For me though, I'm now on holiday as I'm not needed for the mock exams and then it's half term.  I'm planning to explore France a bit more, and if I do I'll post reports, photos and what not. Ciao.

Wednesday, 2 February 2011


Sometimes I get stuck for things to write about for this blog.  I'll be sitting at my computer on Twitter or the BBC pondering what could be the subject of my musings, and nothing will jump out at me.

The solution to these writer's blocks is normally to take a walk.  I might subconciously have been following this advice from Wannabe Hacks about looking carefully in the streets for news.

At any rate, I was taking a stroll and noticed this enormous piece of graffiti (street art?) in the 11th arrondissment behind a cafe. 

This piece was truly massive, at a guess I'd say about 50 feet high on the Rue de Charonne. It refers to Cubism, a form of art that Picasso amongst others practised.

If you want more examples of street art in Paris, check out this post by Anne or UrbanmediaA plus.

Tuesday, 1 February 2011

New exhibition at La Monnaie

I was browsing the Paris website at the weekend for things to do and a new exhibition caught my eyePeurs de la ville is about Paris (bien sûr) in some of its most troubled and turbulent moments.  It captures the fighting that raged during the Liberation of Paris in 1944, May 1968 and more recently the unrest in the banlieues in 2005 and 2007.  Many of the photographs are provided by Paris Match. 

That alone would make it worth a visit, but what makes this exhibition a bit different is the section, which elsewhere has been called Guerre ici by veteran war photographer Patrick Chauvel.  This photojournalist has taken images of conflict and war from war-torn places such as Afghanistan and superimposed them onto photographs of famous Parisian landmarks.

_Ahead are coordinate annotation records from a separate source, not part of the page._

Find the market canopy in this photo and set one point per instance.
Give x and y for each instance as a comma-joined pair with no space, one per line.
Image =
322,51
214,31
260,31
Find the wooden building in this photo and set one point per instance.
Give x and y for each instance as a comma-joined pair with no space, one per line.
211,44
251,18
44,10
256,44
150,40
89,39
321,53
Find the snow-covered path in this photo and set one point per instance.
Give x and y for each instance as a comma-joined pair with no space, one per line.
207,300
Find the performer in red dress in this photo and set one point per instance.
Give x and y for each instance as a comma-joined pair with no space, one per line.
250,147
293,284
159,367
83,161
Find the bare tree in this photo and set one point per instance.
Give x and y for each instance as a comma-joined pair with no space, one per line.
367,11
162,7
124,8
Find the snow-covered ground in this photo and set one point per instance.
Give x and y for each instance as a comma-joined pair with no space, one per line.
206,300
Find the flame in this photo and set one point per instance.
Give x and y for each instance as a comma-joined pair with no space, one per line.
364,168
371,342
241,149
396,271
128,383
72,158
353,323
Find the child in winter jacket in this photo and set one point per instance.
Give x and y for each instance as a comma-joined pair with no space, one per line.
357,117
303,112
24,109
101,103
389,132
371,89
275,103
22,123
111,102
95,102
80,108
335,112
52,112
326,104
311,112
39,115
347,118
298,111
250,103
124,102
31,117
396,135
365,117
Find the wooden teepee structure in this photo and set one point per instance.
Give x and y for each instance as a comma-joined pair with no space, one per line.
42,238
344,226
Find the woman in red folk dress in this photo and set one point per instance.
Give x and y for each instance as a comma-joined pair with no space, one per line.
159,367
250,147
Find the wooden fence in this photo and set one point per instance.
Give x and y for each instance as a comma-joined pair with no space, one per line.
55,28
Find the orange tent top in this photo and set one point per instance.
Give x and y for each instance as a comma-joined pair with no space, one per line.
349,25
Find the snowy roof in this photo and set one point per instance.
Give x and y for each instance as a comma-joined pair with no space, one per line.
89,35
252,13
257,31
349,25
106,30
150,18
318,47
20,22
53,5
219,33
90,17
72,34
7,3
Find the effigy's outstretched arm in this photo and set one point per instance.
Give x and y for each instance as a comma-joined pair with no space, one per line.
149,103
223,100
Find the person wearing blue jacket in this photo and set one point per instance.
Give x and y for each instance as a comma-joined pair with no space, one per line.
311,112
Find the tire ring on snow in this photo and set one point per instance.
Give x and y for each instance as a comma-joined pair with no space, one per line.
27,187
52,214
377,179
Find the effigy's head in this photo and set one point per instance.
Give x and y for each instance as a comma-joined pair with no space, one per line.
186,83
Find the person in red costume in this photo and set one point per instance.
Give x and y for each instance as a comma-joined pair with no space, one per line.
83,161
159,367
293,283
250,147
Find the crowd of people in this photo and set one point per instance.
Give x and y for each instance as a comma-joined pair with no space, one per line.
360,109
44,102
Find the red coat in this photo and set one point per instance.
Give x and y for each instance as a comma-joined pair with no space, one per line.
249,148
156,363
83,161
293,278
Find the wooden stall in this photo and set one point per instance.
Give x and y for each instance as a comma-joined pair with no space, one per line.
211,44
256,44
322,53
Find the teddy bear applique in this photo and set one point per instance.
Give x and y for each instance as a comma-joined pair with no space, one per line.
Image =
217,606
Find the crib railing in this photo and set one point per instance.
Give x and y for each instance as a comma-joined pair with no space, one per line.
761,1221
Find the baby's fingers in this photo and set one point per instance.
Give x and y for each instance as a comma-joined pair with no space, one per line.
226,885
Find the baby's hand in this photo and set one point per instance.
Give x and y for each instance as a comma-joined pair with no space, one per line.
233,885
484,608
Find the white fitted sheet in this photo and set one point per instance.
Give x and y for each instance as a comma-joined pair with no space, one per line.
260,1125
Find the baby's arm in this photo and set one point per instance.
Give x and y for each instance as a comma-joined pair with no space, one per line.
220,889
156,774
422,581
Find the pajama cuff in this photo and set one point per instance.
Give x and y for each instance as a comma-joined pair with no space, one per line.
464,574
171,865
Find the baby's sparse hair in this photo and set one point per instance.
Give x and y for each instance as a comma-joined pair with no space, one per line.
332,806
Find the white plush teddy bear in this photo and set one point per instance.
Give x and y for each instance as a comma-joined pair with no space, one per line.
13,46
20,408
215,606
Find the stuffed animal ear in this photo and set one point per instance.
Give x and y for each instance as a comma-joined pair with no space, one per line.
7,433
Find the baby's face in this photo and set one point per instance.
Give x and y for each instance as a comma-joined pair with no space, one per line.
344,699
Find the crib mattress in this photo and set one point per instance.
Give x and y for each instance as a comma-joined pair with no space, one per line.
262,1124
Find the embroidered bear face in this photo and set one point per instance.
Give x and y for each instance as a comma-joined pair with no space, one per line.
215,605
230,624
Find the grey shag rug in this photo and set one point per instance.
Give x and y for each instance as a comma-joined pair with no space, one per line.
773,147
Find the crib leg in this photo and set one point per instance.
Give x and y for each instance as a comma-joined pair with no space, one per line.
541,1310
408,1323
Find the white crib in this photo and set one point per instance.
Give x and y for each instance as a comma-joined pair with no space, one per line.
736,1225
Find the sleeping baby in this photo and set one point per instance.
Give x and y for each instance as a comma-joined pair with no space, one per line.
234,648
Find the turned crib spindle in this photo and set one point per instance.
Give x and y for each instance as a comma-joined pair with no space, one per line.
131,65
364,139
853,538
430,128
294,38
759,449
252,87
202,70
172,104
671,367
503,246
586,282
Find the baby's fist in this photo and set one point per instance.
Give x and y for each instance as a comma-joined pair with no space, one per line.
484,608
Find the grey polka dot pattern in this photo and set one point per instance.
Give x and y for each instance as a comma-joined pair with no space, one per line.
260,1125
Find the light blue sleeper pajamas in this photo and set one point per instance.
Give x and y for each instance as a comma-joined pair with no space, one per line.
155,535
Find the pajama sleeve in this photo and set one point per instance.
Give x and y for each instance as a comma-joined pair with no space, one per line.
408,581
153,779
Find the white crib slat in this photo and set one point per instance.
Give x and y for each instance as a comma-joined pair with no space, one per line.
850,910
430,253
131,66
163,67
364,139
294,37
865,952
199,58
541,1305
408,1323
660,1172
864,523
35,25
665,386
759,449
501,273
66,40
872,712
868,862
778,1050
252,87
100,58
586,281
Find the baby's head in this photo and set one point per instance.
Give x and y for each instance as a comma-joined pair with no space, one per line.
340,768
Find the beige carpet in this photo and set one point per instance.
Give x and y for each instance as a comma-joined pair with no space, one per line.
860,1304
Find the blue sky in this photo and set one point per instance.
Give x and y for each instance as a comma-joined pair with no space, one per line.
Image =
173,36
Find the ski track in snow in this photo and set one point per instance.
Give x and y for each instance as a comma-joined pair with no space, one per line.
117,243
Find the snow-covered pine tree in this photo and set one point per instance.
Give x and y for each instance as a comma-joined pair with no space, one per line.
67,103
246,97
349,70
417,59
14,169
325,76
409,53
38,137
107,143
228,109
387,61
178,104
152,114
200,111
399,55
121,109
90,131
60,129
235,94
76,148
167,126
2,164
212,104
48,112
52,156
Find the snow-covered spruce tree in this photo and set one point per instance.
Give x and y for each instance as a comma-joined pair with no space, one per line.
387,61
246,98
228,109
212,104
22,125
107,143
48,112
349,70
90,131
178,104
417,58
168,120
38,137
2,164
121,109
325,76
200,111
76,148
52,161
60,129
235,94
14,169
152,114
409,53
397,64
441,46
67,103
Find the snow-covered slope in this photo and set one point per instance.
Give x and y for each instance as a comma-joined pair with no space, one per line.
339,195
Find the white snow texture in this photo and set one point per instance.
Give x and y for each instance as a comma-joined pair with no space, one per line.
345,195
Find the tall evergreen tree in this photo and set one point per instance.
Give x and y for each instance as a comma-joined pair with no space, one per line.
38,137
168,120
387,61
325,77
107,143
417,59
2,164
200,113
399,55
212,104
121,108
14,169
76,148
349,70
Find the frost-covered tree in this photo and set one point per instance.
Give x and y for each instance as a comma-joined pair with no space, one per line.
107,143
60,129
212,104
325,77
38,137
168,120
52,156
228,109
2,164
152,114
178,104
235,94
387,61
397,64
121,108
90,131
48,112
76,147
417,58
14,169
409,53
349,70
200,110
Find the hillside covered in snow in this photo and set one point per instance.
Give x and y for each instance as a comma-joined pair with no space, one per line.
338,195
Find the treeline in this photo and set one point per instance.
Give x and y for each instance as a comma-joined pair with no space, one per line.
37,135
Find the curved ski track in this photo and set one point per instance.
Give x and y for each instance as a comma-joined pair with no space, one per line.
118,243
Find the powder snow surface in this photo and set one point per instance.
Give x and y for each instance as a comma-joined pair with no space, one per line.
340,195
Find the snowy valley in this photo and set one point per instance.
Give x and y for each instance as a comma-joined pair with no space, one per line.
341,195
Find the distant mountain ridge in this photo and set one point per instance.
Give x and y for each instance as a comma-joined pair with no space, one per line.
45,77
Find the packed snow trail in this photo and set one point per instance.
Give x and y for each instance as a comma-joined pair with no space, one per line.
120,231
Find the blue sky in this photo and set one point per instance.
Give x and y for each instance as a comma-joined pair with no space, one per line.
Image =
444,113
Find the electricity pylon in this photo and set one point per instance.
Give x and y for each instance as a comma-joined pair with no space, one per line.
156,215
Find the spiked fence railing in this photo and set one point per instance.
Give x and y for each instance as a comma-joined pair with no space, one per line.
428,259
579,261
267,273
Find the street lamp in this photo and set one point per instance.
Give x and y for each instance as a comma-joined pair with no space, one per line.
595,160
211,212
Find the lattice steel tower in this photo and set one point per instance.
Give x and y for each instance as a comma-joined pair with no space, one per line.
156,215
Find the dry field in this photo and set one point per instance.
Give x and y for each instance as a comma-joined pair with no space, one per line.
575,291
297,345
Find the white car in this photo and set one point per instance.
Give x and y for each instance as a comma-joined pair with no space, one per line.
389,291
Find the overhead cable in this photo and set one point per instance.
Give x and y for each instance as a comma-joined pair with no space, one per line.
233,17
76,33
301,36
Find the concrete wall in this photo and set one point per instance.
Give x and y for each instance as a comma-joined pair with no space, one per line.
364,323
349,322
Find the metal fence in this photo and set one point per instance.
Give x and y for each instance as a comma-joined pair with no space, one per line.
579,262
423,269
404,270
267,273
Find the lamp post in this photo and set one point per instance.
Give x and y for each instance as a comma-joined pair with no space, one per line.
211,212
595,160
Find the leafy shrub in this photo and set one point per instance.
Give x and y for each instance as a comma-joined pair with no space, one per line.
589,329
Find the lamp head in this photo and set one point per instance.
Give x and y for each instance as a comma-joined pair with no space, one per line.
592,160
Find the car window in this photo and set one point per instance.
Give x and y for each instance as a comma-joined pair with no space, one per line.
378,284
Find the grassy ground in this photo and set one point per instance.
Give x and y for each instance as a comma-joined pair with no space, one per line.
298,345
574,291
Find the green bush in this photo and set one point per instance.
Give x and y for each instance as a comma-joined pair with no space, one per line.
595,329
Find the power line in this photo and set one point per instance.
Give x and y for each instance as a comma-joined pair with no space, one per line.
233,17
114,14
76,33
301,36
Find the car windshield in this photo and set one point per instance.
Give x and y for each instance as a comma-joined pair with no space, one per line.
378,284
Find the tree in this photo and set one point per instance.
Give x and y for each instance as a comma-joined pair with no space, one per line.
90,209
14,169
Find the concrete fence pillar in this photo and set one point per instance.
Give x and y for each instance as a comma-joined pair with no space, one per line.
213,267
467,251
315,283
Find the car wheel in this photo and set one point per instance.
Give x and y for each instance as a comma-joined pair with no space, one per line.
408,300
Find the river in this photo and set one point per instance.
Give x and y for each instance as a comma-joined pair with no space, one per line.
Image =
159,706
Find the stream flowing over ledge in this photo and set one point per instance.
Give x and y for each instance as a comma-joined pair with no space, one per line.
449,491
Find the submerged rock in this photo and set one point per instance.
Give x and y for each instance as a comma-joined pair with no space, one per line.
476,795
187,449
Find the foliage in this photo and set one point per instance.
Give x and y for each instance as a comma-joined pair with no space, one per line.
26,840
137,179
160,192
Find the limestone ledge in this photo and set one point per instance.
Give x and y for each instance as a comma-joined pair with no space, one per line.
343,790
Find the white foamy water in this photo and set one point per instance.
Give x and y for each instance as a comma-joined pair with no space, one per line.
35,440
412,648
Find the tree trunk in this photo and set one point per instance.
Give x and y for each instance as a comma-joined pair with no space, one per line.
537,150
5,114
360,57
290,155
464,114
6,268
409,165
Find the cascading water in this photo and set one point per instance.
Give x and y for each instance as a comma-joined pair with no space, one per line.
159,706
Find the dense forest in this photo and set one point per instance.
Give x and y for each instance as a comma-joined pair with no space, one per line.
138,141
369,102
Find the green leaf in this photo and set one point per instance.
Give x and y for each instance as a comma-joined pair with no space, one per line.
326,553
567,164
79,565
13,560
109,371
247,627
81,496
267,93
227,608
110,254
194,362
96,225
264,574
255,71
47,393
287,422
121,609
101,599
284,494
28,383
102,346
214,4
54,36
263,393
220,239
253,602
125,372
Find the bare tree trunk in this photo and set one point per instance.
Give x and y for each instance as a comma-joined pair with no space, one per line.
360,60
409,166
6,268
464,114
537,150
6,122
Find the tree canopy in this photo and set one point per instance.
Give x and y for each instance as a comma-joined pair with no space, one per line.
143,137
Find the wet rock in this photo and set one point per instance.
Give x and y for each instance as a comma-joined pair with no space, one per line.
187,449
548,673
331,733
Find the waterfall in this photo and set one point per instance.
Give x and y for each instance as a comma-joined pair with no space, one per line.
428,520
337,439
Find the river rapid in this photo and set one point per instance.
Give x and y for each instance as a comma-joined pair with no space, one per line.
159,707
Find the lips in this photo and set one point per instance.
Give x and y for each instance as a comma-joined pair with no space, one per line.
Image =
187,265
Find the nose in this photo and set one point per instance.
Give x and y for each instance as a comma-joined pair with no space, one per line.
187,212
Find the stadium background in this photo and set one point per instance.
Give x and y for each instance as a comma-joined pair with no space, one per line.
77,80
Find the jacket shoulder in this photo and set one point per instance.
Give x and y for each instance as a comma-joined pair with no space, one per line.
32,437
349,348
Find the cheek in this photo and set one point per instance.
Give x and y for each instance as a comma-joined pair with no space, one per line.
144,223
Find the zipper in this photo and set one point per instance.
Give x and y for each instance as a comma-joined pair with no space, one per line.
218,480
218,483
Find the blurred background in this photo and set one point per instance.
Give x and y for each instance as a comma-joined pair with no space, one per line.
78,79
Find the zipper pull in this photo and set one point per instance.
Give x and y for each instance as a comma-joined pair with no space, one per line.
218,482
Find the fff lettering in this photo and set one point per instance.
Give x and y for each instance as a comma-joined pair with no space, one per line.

The results are highly realistic images of street battles by the Sacré-Coeur, a solitary tank in front of the Arc de Triomphe and a stricken Tour de Montparnasse.  As a fan of dystopian fiction, I found the images extremely interesting.  They are also designed to make us appreciate the peace we enjoy in the West by bringing war closer to home.  The original conflict photographs are displayed as well, allowing the viewer to compare and contrast.

There is another small section about Google Street View and its controversial attempt to photograph the world's streets, but compared with the Guerre ici section it is rather uninspiring. 
If anything, the exhibition is slightly too short; but at 6 Euros for a plein tarif, I would definitely recommend it for a thought-provoking visit.  It's on until mid-April.  A plus.